Protein folding, stability, structure and function in the cell

Project description

Protein folding in vitro has been extensively characterized in dilute conditions. However, the total macromolecule concentration in a cell may be as high as 400 mg/ml. This reduction of free volume is predicted to dramatically affect protein conformational and binding equilibria by favoring the states that exclude the least volume, which normally involves the compact ‘native’ states. In this project, we will systematically investigate, by mutagenesis, biophysical, and computational methods, the in vitro folding and binding reactions of three strategic proteins (i.e., azurin, flavodoxin and myoglobin) that have distinct tertiary folds (i.e., -barrel,  and -helical) and chemically-different cofactors (i.e., copper ion, flavin moiety and heme) at conditions mimicking the space confined in vivo milieu using synthetic macromolecular crowding agents of different chemistry, shape, size and concentration. Our goals are to obtain mechanisms for how volume-restricted environments, such as those found in living organisms, regulate protein stability, folding mechanisms, the final folded structure, and physiological function. The proposed project is pioneering since there are no reported studies of the effects of macromolecular crowding on folding and function of cofactor-dependent proteins.
Aim 1. What are the effects of macromolecular crowding on equilibrium stability of proteins with different folds, cofactors and mechanisms? We predict that crowding has stabilizing effects on all proteins; the magnitude will depend on intrinsic stability and protein fold. Thermal and chemical unfolding of apo- and holo-forms of azurin, flavodoxin and myoglobin will be carried out using spectroscopic methods as a function of increasing crowding levels using inert polymers (i.e., Ficoll, dextran, and polyethylene glycol; PEG) in biologically relevant amounts.

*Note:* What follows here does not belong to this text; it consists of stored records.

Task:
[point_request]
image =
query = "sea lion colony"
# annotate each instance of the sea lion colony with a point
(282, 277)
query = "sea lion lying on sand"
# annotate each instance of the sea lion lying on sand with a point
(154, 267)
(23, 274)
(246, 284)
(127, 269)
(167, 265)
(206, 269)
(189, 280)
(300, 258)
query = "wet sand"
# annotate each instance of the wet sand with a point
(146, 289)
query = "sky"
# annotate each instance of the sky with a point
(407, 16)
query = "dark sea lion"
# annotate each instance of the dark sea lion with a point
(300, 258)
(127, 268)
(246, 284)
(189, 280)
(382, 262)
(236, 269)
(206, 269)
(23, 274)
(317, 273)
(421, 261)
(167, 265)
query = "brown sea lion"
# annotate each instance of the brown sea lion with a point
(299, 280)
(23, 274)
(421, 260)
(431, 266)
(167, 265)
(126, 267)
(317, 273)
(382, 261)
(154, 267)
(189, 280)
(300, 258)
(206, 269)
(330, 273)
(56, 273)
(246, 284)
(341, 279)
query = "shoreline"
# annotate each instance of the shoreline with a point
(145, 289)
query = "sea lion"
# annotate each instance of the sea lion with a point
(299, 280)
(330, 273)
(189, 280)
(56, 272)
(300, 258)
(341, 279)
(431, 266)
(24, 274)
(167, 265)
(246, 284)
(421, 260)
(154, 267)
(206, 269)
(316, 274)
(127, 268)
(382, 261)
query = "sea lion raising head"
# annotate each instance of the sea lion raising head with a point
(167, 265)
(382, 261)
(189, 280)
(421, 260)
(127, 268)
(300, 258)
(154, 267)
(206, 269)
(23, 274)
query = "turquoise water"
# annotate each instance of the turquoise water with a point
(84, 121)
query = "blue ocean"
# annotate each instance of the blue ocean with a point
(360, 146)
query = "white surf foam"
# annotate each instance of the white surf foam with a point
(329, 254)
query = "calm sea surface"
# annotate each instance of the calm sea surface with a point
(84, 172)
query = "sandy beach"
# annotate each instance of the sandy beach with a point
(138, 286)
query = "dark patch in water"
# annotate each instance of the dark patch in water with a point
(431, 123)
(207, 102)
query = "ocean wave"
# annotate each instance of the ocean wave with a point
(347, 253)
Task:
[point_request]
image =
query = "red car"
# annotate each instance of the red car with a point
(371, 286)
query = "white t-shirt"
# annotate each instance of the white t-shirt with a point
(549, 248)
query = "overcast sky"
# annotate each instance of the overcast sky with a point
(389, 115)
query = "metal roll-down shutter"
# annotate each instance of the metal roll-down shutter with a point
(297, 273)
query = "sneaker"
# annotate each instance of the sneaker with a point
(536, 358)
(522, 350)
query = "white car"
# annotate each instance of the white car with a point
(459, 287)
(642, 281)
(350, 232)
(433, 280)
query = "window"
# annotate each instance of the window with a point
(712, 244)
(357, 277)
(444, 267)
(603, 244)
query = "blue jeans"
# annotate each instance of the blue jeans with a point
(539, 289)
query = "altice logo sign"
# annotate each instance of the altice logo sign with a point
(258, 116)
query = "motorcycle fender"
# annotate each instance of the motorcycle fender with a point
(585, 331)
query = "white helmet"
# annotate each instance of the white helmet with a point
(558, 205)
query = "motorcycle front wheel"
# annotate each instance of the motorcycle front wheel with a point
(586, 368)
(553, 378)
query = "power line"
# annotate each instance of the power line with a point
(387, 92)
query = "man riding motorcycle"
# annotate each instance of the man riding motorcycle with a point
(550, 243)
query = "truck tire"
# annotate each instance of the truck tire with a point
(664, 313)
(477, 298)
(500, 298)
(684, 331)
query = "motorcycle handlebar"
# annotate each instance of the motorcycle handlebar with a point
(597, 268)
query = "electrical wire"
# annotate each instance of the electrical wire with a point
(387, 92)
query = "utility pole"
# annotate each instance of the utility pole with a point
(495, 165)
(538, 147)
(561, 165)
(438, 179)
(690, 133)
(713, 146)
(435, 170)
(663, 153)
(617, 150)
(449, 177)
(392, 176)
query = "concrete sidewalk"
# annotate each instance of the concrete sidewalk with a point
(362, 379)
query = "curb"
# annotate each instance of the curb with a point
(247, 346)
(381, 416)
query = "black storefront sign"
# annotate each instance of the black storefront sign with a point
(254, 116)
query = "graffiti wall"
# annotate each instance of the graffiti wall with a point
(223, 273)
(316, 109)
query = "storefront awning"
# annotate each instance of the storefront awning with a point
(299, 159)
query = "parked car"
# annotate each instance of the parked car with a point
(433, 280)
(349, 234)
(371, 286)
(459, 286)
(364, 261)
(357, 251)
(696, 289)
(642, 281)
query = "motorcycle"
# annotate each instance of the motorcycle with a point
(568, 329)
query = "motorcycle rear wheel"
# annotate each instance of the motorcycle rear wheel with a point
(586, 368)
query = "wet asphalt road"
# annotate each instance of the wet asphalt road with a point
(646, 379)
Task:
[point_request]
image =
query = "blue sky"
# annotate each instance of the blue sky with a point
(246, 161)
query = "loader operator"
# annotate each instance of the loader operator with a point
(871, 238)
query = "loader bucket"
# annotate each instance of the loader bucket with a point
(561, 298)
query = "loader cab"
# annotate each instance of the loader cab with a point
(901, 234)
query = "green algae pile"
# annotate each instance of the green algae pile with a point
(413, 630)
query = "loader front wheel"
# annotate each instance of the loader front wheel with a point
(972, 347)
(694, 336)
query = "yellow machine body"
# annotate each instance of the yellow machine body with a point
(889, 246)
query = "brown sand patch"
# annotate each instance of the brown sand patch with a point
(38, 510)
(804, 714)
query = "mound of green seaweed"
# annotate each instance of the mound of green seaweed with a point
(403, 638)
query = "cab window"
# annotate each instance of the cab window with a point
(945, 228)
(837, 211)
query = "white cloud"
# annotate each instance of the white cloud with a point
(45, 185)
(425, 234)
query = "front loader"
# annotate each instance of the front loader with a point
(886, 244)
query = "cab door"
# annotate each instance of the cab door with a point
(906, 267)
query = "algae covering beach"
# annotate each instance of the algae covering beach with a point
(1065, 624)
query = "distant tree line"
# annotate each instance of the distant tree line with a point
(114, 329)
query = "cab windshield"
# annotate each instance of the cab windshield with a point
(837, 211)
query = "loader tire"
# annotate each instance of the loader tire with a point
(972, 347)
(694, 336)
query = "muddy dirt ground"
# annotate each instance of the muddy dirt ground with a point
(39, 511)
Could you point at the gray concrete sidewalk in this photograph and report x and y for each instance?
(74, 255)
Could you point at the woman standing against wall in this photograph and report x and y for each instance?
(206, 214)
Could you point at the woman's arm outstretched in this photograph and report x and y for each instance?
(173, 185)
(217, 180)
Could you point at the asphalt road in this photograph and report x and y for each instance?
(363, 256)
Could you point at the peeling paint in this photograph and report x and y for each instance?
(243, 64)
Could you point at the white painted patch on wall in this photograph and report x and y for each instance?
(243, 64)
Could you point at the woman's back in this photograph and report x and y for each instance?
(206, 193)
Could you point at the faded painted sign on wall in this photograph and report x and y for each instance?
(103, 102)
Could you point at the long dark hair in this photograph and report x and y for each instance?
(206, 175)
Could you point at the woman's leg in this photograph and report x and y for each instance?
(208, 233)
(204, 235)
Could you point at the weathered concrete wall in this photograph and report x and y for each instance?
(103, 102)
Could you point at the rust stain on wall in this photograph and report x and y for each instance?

Aim 2. What are the structural effects on folded, intermediate, and unfolded states due to macromolecular crowding? We predict that the proteins become more compact and, for the native states, more secondary structure is induced in the presence of crowding agents. The magnitude of structural changes in apo- and holo-proteins due to macromolecular crowding will be assessed by spectroscopy. Mapping of crowding-induced structural changes to specific residues in each protein will be revealed by NMR and computational methods.
Aim 3. Do macromolecular crowding effects originate in altered unfolding and/or folding kinetics and how are the folding-transition states affected? We predict that macromolecular crowding speeds up folding to a certain point; upon further additions of crowders, folding will be retarded. Protein folding and unfolding kinetics will be obtained as a function of chemical denaturants in the presence of fixed amounts of crowding agents. The phi-value approach (i.e., Ala variants) will provide residue-specific resolution of effects on intermediate and transition-state structures.
Aim 4. How does macromolecular crowding affect cofactor binding and protein-functional properties? We hypothesize that macromolecular crowding makes the cofactors bind tighter to the proteins and that redox potentials and ligand-binding kinetics are modulated. Rate and equilibrium constants for cofactor binding to apo-proteins will be tested as a function of crowding agents; functional properties (i.e., cofactor-redox potentials, electron-transfer and ligand binding) will be determined at conditions that mimic the in vivo milieu.